When it comes to blossom rot, there a few indicators you should be on the look out for. You may find that your green tomatoes have a "water-soaked" looking spot on their bottoms. As your tomatoes continue to grow, so will these spots. Typically, these underside lesions have a light tan color and become progressively blacker over time. If left to fester for an extended period of time, the spots can become sunken and grow big enough to consume a tomato's entire lower half.
Blossom Rot Vs. Inadequate Pollination
Blossom rot is very easy to confuse with inadequate pollination, as the two conditions bear similar symptoms. Nonetheless, you can tell your plants are suffering from BER if your tomatoes are still able to develop from small, green balls into fully fledged fruits and go through the color changes we all love to see. If inadequate pollination or fruit abortion is afflicting your plants, their fruits will not be able to grow normally and will show signs of rot while still very small.
Dealing With Blossom Rot

As soon as you’ve noticed a tomato is exhibiting signs of blossom-end rot, it will have to be picked from the plant and thrown out. There's no reason to let the plant waste more energy on growing a bad tomato. Luckily, blossom rot is not a disease and will stop affecting your fruits if the conditions causing it are properly treated. Once you’ve addressed the problem, your next batch of tomatoes should come out looking healthy and beautiful.
The not-so-great news is that there's no quick fix — it's going to take some time to treat blossom-end rot. To begin, you’ll want to invest in a product that will replenish your soil's calcium levels. There are a ton of commercial sprays and soil amendments out there that should do just the trick. Fast-acting lime is a popular choice that adds calcium to your soil without taking weeks to react. Epsom salts, compost tea, bone meal tea, and powdered milk can also help return your soil to its peak condition.
Preventing Blossom Rot

Blossom rot usually occurs in areas that get a lot of wet weather, where the rain can readily wash the soil's nutrients away. You may need to run a couple of tests to determine your soil's pH level and calcium content. Ideally, you’ll want the pH to be between 6.5 and 6.8. You’ll also want to reduce the amount of nitrogen in the soil, as it tends to tie calcium up.
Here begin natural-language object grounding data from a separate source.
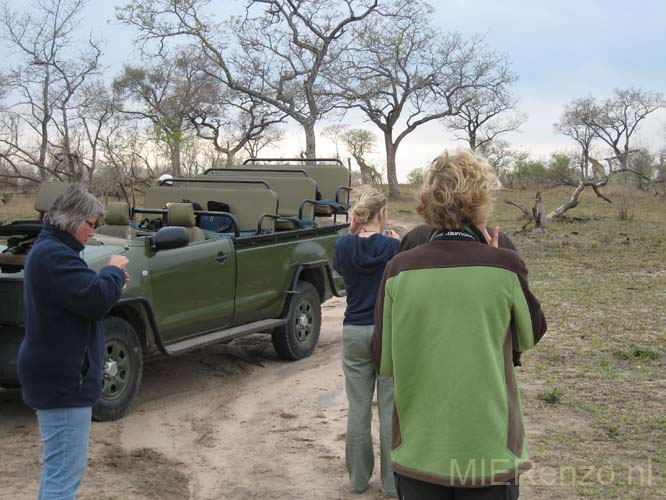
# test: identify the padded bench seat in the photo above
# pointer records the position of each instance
(291, 191)
(248, 205)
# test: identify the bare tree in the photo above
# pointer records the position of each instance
(98, 120)
(572, 124)
(616, 120)
(360, 143)
(403, 73)
(167, 94)
(44, 85)
(236, 122)
(334, 133)
(283, 47)
(487, 114)
(269, 137)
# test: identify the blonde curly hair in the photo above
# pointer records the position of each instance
(368, 206)
(458, 189)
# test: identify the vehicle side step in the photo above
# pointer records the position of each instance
(223, 335)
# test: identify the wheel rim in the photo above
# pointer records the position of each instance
(116, 374)
(304, 321)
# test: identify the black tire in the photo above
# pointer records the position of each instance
(123, 369)
(298, 338)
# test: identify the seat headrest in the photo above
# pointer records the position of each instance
(117, 213)
(181, 214)
(47, 194)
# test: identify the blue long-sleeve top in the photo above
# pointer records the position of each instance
(361, 262)
(61, 357)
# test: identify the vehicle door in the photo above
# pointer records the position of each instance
(193, 288)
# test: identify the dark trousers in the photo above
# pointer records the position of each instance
(413, 489)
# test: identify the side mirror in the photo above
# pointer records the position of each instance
(168, 238)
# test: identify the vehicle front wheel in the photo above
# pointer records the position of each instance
(298, 338)
(123, 368)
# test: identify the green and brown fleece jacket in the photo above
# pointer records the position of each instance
(442, 331)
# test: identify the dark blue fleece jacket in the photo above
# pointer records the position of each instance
(61, 357)
(361, 262)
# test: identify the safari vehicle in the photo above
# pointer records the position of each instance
(190, 287)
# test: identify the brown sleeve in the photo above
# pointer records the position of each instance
(376, 341)
(539, 325)
(505, 242)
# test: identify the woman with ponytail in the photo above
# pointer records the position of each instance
(360, 257)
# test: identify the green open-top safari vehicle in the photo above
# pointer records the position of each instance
(211, 258)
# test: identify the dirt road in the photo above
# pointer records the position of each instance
(228, 422)
(231, 422)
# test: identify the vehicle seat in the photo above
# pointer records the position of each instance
(182, 214)
(47, 194)
(116, 221)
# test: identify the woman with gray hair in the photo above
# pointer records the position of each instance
(62, 354)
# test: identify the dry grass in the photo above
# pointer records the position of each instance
(594, 389)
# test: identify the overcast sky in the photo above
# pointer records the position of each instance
(560, 49)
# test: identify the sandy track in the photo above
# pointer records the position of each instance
(229, 422)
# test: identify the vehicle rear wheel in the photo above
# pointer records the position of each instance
(123, 368)
(298, 338)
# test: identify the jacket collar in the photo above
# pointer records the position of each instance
(50, 231)
(468, 233)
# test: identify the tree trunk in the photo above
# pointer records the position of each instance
(45, 128)
(310, 140)
(537, 211)
(231, 158)
(391, 175)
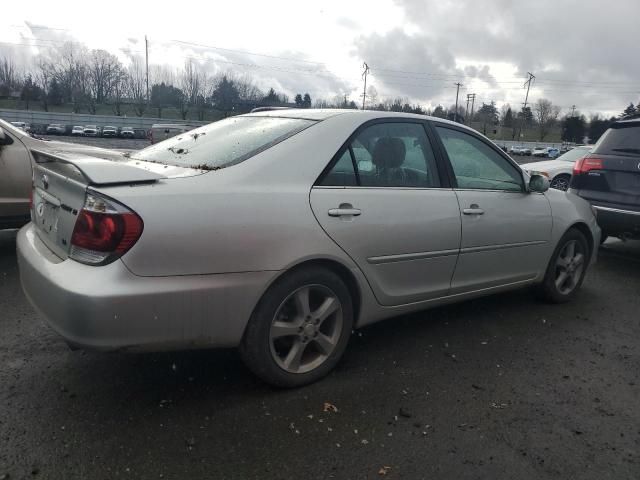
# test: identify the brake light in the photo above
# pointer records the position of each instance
(587, 164)
(104, 231)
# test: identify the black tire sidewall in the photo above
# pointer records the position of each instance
(255, 347)
(549, 289)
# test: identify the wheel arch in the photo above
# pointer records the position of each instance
(586, 231)
(333, 265)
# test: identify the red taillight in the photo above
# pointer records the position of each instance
(587, 164)
(104, 231)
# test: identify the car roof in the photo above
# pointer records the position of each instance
(322, 114)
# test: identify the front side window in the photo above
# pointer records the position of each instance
(476, 165)
(386, 155)
(223, 143)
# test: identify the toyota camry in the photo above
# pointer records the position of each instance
(279, 232)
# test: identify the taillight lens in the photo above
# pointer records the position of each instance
(104, 231)
(587, 164)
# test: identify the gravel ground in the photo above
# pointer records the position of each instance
(500, 387)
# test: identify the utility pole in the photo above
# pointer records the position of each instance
(455, 116)
(526, 99)
(473, 101)
(466, 110)
(364, 90)
(146, 56)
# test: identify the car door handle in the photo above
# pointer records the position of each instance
(343, 212)
(473, 210)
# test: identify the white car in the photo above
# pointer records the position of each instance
(90, 131)
(559, 171)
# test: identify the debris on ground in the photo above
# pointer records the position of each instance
(404, 413)
(330, 407)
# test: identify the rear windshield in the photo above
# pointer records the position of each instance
(620, 139)
(223, 143)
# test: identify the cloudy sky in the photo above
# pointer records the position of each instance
(582, 52)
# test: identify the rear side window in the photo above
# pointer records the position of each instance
(620, 139)
(223, 143)
(391, 154)
(476, 165)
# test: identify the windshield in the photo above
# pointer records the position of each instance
(574, 154)
(223, 143)
(620, 139)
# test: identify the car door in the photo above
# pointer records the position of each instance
(383, 201)
(505, 228)
(15, 179)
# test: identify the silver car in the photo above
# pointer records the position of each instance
(279, 232)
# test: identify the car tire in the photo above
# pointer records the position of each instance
(300, 328)
(561, 182)
(567, 268)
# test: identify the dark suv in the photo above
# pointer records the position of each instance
(609, 178)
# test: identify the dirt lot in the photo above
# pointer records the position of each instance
(501, 387)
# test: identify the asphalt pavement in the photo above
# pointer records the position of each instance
(499, 387)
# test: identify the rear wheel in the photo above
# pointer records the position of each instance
(567, 268)
(300, 328)
(561, 182)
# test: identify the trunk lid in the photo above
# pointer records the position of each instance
(61, 181)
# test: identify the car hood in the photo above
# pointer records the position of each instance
(547, 165)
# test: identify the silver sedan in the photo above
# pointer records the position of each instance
(279, 232)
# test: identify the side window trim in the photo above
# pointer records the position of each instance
(432, 137)
(354, 164)
(449, 166)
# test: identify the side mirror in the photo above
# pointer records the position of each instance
(538, 183)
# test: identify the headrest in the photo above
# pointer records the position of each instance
(389, 152)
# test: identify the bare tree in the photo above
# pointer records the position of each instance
(9, 77)
(42, 78)
(104, 69)
(118, 89)
(546, 114)
(137, 85)
(191, 84)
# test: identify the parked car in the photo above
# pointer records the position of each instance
(609, 178)
(281, 231)
(520, 150)
(127, 132)
(162, 131)
(16, 171)
(109, 131)
(90, 131)
(56, 129)
(21, 125)
(539, 152)
(559, 171)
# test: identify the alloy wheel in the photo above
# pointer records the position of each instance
(306, 328)
(569, 267)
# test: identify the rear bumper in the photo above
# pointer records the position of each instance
(618, 221)
(109, 308)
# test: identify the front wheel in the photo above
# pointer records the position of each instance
(561, 182)
(567, 268)
(299, 329)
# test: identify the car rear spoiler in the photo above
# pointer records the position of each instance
(98, 171)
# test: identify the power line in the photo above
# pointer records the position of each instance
(364, 90)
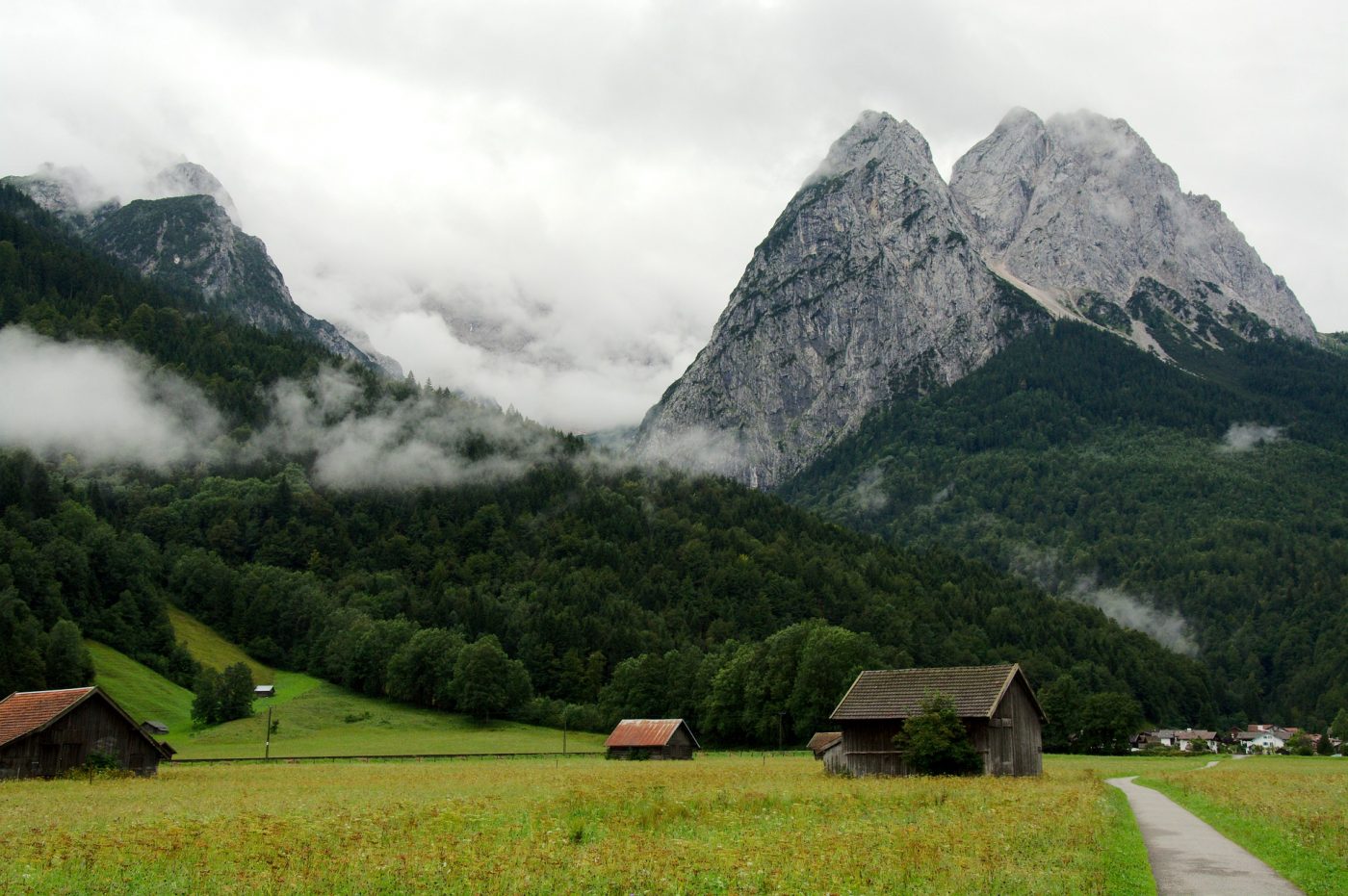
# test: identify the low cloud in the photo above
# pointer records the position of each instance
(1246, 437)
(108, 406)
(354, 442)
(696, 450)
(100, 404)
(869, 494)
(1166, 627)
(1129, 610)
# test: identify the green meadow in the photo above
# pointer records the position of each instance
(313, 717)
(1290, 811)
(717, 825)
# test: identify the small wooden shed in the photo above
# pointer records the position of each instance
(995, 704)
(651, 738)
(44, 733)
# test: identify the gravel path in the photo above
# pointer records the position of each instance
(1189, 858)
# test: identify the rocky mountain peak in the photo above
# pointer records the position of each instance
(876, 137)
(1081, 211)
(185, 233)
(189, 178)
(866, 287)
(879, 279)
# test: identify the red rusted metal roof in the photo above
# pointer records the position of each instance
(26, 711)
(647, 731)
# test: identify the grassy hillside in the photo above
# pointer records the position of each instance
(209, 649)
(142, 691)
(317, 718)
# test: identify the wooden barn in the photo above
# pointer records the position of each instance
(995, 704)
(651, 738)
(44, 733)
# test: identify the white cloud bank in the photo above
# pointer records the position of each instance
(550, 204)
(108, 406)
(1247, 437)
(101, 404)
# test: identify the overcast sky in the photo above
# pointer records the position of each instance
(579, 185)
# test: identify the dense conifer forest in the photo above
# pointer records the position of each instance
(1212, 489)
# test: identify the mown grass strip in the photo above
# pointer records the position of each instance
(138, 689)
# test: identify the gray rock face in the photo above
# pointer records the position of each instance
(878, 279)
(189, 239)
(1082, 209)
(189, 178)
(868, 285)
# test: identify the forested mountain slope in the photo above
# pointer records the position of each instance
(390, 536)
(1206, 505)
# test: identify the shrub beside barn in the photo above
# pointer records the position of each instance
(997, 704)
(46, 733)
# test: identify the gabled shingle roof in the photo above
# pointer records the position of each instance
(647, 731)
(898, 693)
(26, 711)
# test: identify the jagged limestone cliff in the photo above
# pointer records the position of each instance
(879, 279)
(868, 283)
(1081, 209)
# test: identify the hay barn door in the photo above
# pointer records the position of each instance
(1001, 747)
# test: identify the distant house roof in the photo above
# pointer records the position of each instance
(898, 693)
(647, 731)
(27, 711)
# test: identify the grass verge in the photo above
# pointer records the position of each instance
(1289, 811)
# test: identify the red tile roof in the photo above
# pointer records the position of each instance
(898, 693)
(26, 711)
(646, 731)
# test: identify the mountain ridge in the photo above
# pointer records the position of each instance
(186, 233)
(879, 279)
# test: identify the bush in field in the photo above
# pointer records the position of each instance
(936, 743)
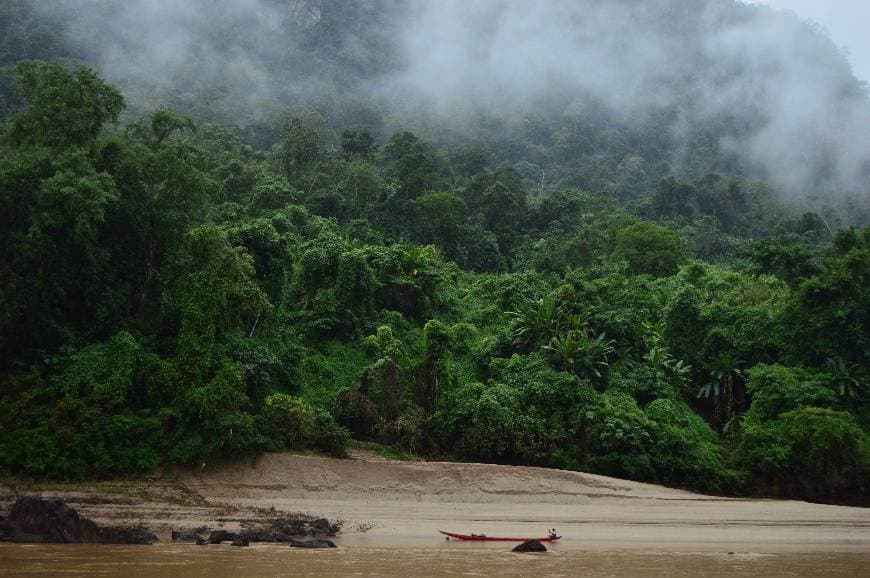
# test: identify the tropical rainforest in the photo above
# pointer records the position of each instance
(191, 272)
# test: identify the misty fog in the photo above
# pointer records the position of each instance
(705, 62)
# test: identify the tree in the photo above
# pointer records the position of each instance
(649, 249)
(301, 150)
(65, 108)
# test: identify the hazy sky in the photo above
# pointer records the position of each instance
(845, 20)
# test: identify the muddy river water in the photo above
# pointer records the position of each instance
(456, 559)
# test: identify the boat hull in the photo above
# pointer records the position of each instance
(473, 538)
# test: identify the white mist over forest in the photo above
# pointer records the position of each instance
(797, 116)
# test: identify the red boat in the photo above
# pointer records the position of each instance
(484, 538)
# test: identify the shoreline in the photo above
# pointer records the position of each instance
(403, 505)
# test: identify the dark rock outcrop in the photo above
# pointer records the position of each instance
(126, 536)
(53, 522)
(322, 527)
(185, 536)
(530, 546)
(219, 536)
(313, 544)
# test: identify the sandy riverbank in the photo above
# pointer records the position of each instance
(404, 504)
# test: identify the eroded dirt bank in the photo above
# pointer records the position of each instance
(404, 504)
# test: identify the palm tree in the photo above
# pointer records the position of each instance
(582, 352)
(723, 372)
(536, 321)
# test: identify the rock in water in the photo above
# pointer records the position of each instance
(322, 527)
(313, 544)
(219, 536)
(126, 536)
(530, 546)
(53, 522)
(184, 536)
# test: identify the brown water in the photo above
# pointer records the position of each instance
(277, 560)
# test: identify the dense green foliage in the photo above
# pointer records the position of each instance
(170, 294)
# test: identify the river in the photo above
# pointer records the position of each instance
(455, 559)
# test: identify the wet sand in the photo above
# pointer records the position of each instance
(403, 505)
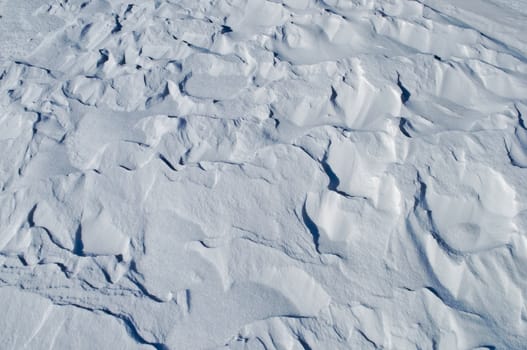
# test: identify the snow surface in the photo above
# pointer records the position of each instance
(263, 174)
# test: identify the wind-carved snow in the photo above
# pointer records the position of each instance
(263, 174)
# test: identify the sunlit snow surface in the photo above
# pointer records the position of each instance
(227, 174)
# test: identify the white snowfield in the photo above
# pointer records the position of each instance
(263, 174)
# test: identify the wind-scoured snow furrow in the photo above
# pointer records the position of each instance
(263, 174)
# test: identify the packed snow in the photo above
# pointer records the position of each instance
(263, 174)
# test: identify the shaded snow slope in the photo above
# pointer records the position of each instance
(296, 174)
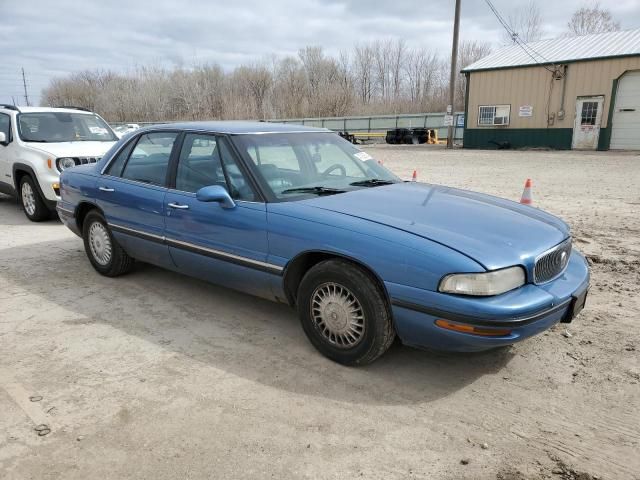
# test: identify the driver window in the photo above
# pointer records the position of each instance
(150, 158)
(206, 160)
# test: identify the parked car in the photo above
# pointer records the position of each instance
(37, 143)
(122, 130)
(301, 216)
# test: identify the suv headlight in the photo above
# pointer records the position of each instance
(483, 284)
(65, 162)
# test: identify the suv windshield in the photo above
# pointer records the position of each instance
(295, 164)
(50, 127)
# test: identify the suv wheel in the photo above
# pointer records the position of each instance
(345, 313)
(34, 207)
(104, 252)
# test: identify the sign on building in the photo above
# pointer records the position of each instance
(525, 111)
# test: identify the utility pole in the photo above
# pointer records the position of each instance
(24, 83)
(454, 73)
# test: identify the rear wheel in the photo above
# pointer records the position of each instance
(32, 203)
(104, 252)
(344, 313)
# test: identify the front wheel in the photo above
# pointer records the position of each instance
(104, 252)
(344, 313)
(32, 203)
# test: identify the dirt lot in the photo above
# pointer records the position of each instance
(155, 375)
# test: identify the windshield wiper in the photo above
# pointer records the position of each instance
(371, 182)
(316, 190)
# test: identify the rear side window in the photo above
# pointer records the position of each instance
(149, 159)
(5, 123)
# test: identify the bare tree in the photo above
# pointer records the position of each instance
(363, 72)
(376, 77)
(591, 19)
(468, 53)
(526, 22)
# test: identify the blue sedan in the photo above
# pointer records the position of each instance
(300, 216)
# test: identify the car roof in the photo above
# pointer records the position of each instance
(21, 109)
(238, 127)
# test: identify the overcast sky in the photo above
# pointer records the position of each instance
(55, 37)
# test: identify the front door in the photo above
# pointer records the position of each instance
(131, 194)
(227, 246)
(586, 129)
(6, 181)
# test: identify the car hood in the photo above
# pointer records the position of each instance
(73, 149)
(494, 232)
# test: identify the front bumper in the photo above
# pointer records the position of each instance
(526, 311)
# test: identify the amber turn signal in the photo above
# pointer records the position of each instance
(473, 330)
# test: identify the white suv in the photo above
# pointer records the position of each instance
(37, 143)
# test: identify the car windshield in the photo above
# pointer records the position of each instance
(304, 164)
(50, 127)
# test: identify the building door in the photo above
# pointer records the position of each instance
(626, 114)
(586, 130)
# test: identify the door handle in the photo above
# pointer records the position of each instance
(176, 205)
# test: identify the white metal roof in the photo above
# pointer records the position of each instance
(560, 50)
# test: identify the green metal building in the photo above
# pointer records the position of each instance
(568, 93)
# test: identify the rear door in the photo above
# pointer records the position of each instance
(227, 246)
(131, 193)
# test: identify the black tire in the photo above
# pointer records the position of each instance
(118, 261)
(32, 203)
(377, 332)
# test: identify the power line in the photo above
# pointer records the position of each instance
(528, 49)
(24, 83)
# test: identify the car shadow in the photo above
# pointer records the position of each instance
(12, 213)
(246, 336)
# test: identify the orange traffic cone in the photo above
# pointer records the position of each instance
(527, 196)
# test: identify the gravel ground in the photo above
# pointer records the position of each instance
(156, 375)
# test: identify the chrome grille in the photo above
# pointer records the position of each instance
(85, 160)
(552, 263)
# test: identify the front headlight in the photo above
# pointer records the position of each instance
(65, 162)
(483, 284)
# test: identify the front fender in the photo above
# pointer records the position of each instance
(393, 255)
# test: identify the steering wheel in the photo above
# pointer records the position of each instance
(335, 166)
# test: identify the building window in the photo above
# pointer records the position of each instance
(494, 114)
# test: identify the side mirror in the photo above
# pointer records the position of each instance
(215, 193)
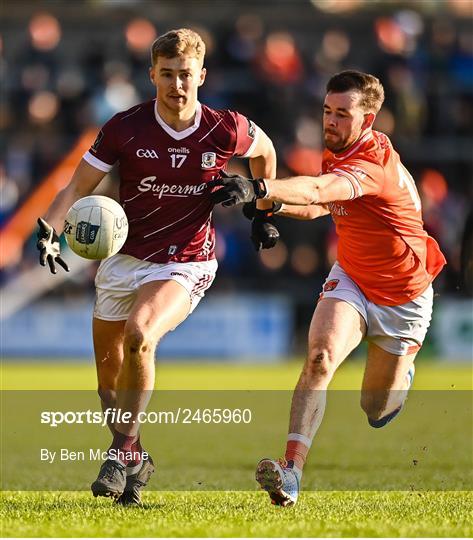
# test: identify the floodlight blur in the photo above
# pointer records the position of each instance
(336, 45)
(35, 77)
(120, 94)
(281, 61)
(45, 31)
(140, 34)
(274, 259)
(70, 83)
(43, 107)
(304, 259)
(391, 37)
(337, 6)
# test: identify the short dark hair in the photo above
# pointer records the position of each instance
(180, 42)
(370, 88)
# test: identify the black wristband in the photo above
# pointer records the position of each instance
(268, 212)
(260, 188)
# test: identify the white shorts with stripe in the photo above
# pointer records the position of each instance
(119, 278)
(399, 329)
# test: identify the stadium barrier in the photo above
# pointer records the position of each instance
(253, 327)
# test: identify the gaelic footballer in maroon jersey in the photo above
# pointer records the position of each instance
(163, 176)
(168, 150)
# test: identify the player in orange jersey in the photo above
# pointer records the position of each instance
(380, 287)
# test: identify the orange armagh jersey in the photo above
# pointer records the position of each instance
(382, 243)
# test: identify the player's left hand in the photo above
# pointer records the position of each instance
(264, 233)
(49, 247)
(236, 189)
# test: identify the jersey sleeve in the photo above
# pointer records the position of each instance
(103, 153)
(247, 133)
(365, 177)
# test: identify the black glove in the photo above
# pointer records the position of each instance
(236, 189)
(264, 233)
(49, 247)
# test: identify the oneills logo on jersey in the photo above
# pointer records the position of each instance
(86, 233)
(97, 141)
(330, 285)
(209, 160)
(251, 129)
(143, 152)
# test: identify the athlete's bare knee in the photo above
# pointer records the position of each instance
(320, 362)
(108, 396)
(137, 342)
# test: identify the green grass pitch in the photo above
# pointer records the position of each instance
(394, 513)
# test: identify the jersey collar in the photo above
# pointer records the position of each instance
(178, 135)
(355, 146)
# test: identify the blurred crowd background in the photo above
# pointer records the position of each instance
(70, 65)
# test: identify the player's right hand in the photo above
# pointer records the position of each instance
(264, 233)
(49, 247)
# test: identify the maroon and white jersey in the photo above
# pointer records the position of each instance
(163, 176)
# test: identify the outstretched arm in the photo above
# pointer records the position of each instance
(84, 180)
(297, 190)
(311, 211)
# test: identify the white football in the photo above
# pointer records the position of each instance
(96, 227)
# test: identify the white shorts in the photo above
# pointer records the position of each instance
(119, 278)
(398, 330)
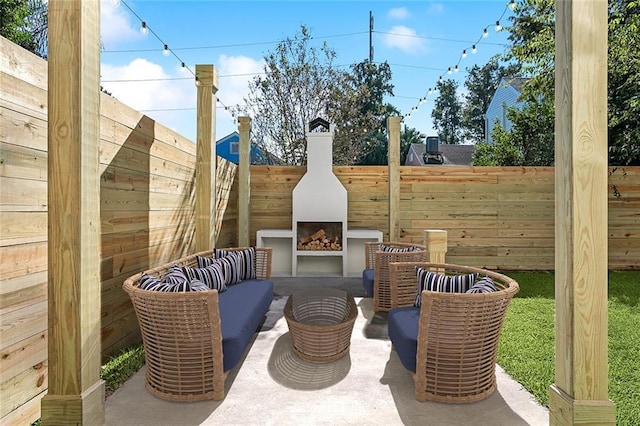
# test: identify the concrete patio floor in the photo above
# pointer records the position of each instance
(369, 386)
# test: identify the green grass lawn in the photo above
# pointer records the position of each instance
(527, 342)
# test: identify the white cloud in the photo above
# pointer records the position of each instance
(399, 13)
(115, 25)
(405, 39)
(435, 8)
(144, 85)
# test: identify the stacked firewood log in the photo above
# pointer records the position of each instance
(319, 241)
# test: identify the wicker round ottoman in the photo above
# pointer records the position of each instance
(321, 322)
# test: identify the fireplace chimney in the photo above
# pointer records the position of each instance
(319, 206)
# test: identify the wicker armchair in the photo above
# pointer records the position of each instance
(457, 342)
(181, 334)
(378, 261)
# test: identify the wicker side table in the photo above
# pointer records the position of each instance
(321, 322)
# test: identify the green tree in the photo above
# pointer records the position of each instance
(360, 113)
(624, 82)
(481, 84)
(377, 145)
(298, 79)
(533, 44)
(499, 153)
(447, 112)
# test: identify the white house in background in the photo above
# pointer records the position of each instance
(507, 95)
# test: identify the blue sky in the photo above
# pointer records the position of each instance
(420, 40)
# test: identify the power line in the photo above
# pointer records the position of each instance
(473, 49)
(224, 46)
(145, 28)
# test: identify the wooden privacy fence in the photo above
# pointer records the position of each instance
(496, 217)
(147, 217)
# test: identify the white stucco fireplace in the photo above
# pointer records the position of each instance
(319, 242)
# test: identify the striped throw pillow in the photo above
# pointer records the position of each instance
(432, 281)
(211, 276)
(397, 249)
(174, 281)
(483, 285)
(241, 263)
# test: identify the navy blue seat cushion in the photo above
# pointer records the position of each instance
(242, 309)
(367, 281)
(403, 333)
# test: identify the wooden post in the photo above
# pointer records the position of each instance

Keep your soil evenly moist at all times, especially in the summer when it can easily dry out. This may seem counterintuitive since too much moisture can leach calcium away, but your fruiting plants are going to need plenty of water if they're going to produce big, juicy tomatoes. Try to give them about an inch to an inch and a half of water on a regular basis. Applying some mulch around your plants will also keep the water in your soil from evaporating too quickly.
Blossom rot damages the crops that you worked hard to raise and can make any gardener want to pull their hair out. It can take some time before your plant starts producing fruit that isn’t impacted by calcium deficiency, but you’ll be glad that you took the time to get rid of BER when it does.